"J'aurais le droit de garder mon voile?" fut la seule question que je posai après ma condamnation. Bien sûr il y en avait des centaines d'autres dans mon esprit torturé. Pourquoi la justice est si mal ficelée? Pourquoi je me retrouve en prison et si injustement accusée? On jurerait qu'on a bâclée mon procès. Cette juge… Elle était bien jolie. J'aurais du me méfier d'elle. Prête à m'envoyer en prison après son premier coup de marteau. Je vous jure. Dans quel monde évoluons-nous? Je suis toutefois résignée à accepter mon sort avec toute la dignité qu'on me connaît. La tête droite, le regard caché de tous.
Je fixe un point sur la paroi du camion blindé. C'est fort inconfortable là-dedans. Ça ne sied pas à ma grandeur. J'ai bien essayé de le faire comprendre au conducteur et à celui qui m'accompagne, mais les deux brutes m'ont rit au nez. J'ai pourtant gardé la tête froide. Comme toujours. Il n'est pas question que je me montre rustre devant ces gens… rustres. Vêtue d'une de mes habituelles robes noires et longues, je porte sur ma tête mon voile de deuil. Celui-ci descend sur mon bras droit, couvrant négligemment ma main gantée. Mes yeux, mon visage, tout cela est invisible aux yeux des gens. Mais moi je les distingue presque parfaitement, dans une demi-obscurité permanente.

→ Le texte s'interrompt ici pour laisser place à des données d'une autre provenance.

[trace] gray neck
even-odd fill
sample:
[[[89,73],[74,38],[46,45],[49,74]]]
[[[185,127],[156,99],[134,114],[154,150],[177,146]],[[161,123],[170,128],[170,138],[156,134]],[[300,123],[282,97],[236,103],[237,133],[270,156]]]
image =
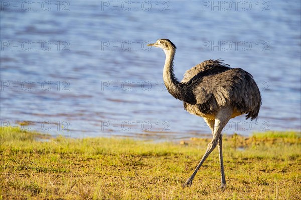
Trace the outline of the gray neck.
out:
[[[173,61],[175,50],[164,51],[165,64],[163,68],[163,81],[167,90],[175,98],[191,104],[196,104],[193,93],[190,88],[180,84],[174,74]]]

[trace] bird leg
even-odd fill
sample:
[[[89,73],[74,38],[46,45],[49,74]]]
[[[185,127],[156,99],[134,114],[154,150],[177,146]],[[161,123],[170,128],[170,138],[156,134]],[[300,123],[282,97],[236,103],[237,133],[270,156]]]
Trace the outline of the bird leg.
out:
[[[211,130],[212,134],[214,134],[214,120],[210,120],[208,118],[204,118],[204,120],[208,125],[210,130]],[[226,179],[225,178],[225,172],[224,172],[224,164],[223,162],[223,152],[222,150],[222,142],[223,142],[223,136],[221,134],[218,139],[217,143],[217,147],[218,148],[218,154],[220,160],[220,166],[221,168],[221,186],[220,188],[221,190],[225,190],[226,188]]]
[[[187,180],[186,182],[184,184],[182,185],[183,187],[191,186],[192,184],[192,180],[194,178],[195,176],[198,172],[198,171],[200,169],[200,168],[202,166],[205,160],[207,159],[208,156],[210,154],[211,152],[216,147],[218,142],[219,142],[219,146],[220,146],[219,152],[220,154],[220,161],[221,162],[221,167],[222,166],[222,170],[221,170],[221,172],[222,172],[222,187],[224,186],[224,187],[225,186],[225,180],[224,178],[224,167],[222,162],[222,152],[221,152],[221,142],[219,142],[219,140],[221,141],[221,138],[220,138],[221,133],[223,128],[225,127],[225,126],[229,122],[229,120],[233,112],[233,109],[231,107],[227,107],[224,108],[219,111],[219,112],[215,116],[215,120],[214,122],[214,132],[213,134],[213,138],[211,142],[208,144],[208,146],[207,147],[207,150],[206,150],[206,152],[205,154],[201,160],[200,163],[198,164],[197,168],[195,169],[191,176]],[[219,142],[221,142],[220,144]],[[223,176],[223,174],[224,176]],[[223,182],[224,182],[224,184],[223,184]]]
[[[220,188],[222,190],[226,189],[226,179],[225,178],[225,172],[224,172],[224,163],[223,162],[223,152],[222,150],[222,146],[223,142],[222,136],[221,134],[218,139],[218,143],[217,144],[217,148],[218,148],[218,154],[220,160],[220,166],[221,167],[221,176],[222,177],[222,184]]]

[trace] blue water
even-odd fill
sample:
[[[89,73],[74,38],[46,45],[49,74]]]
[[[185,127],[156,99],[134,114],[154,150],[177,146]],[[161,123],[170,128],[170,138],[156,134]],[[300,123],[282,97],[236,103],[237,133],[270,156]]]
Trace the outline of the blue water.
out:
[[[238,117],[224,132],[300,130],[298,0],[26,2],[1,2],[2,126],[23,122],[73,138],[206,136],[203,119],[164,87],[164,54],[147,46],[166,38],[180,80],[209,59],[253,76],[257,123]]]

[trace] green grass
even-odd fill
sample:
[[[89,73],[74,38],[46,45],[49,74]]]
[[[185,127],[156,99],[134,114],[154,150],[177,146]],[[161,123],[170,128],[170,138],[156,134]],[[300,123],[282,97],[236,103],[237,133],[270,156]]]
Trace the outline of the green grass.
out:
[[[301,199],[300,133],[224,138],[227,188],[217,150],[192,186],[181,184],[208,139],[153,144],[130,140],[50,138],[0,128],[0,200]],[[41,138],[48,139],[47,142]],[[182,142],[181,144],[184,144]]]

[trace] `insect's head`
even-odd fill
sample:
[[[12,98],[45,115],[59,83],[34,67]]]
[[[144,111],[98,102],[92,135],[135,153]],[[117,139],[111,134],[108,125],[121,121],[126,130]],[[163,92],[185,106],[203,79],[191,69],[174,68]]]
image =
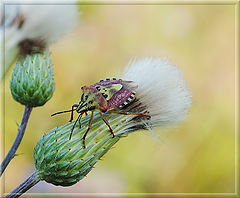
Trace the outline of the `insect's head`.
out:
[[[85,86],[82,87],[81,89],[82,89],[81,100],[76,111],[78,113],[82,113],[96,109],[99,104],[97,90],[90,86]]]

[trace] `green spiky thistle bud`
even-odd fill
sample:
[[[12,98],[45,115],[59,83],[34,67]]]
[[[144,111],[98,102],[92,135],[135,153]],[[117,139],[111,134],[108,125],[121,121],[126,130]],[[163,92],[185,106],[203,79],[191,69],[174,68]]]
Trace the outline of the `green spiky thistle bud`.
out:
[[[44,105],[54,92],[53,67],[48,51],[21,58],[12,73],[13,98],[28,107]]]
[[[95,113],[94,123],[86,138],[82,137],[88,127],[89,116],[81,119],[70,133],[74,122],[57,127],[46,133],[35,147],[34,159],[39,177],[49,183],[70,186],[84,178],[97,161],[127,132],[127,122],[132,116],[108,115],[114,130],[113,138],[101,116]]]

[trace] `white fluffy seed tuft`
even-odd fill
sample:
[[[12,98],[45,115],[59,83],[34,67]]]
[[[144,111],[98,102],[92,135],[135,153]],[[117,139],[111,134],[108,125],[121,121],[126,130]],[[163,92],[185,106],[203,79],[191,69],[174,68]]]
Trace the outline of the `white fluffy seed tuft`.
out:
[[[131,61],[122,77],[138,84],[136,96],[151,116],[148,126],[166,126],[186,119],[191,95],[181,71],[166,59]]]

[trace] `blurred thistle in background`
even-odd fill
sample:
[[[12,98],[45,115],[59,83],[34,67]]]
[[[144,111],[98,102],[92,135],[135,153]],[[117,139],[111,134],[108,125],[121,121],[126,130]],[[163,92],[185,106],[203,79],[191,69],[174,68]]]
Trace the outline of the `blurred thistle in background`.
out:
[[[42,52],[69,32],[77,15],[76,6],[71,5],[4,5],[0,13],[0,45],[4,44],[5,50],[0,54],[1,78],[19,54]]]

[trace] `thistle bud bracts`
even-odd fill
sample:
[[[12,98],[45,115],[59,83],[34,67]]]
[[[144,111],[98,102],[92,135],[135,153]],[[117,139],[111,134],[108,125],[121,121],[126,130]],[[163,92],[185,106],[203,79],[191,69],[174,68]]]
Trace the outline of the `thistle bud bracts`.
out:
[[[50,54],[32,54],[20,59],[12,73],[10,88],[19,103],[44,105],[54,92],[54,74]]]
[[[131,116],[111,116],[109,120],[116,136],[95,113],[94,123],[86,137],[86,148],[82,137],[87,130],[89,116],[81,119],[81,128],[74,122],[49,131],[35,147],[35,166],[40,177],[54,185],[70,186],[83,179],[97,161],[124,135],[125,123]]]

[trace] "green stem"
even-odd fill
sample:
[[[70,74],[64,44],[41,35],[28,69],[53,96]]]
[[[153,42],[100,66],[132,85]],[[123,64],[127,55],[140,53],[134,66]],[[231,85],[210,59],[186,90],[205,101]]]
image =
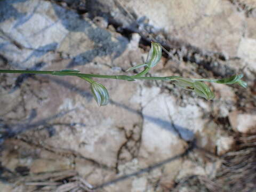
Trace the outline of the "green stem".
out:
[[[131,76],[131,77],[135,78],[135,77],[140,77],[142,75],[146,75],[146,74],[149,71],[150,69],[150,68],[149,67],[146,67],[145,69],[143,71],[142,71],[140,73],[138,73],[137,75]]]
[[[147,68],[149,69],[149,68]],[[142,71],[143,72],[143,71]],[[145,70],[143,74],[147,73]],[[0,73],[15,73],[15,74],[50,74],[59,76],[75,76],[79,77],[97,77],[111,78],[115,79],[132,81],[133,79],[151,79],[151,80],[171,80],[170,77],[140,77],[137,75],[129,76],[126,75],[105,75],[97,74],[88,74],[74,72],[67,72],[61,71],[37,71],[37,70],[2,70],[0,69]],[[142,74],[142,75],[143,75]],[[169,78],[167,78],[167,77]]]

Le camion a une légère embardée, je passe à un cheveu de tomber face contre terre, mais je me reprends. Pas question que je m'aplatisse platement devant ces hommes. Encore une fois, ils se riraient de moi. Je n'ai pas envie. Personne, non personne ne s'est moqué de moi comme ces ceux-là l'ont fait depuis notre départ pour la prison qui deviendra ma nouvelle demeure. Je méprise les hommes de leur espèce. Mais je ne peux pas me permettre de leur rabattre le clapet. Je suis en assez fâcheuse posture et je n'ai pas envie qu'ils me le rappellent sèchement.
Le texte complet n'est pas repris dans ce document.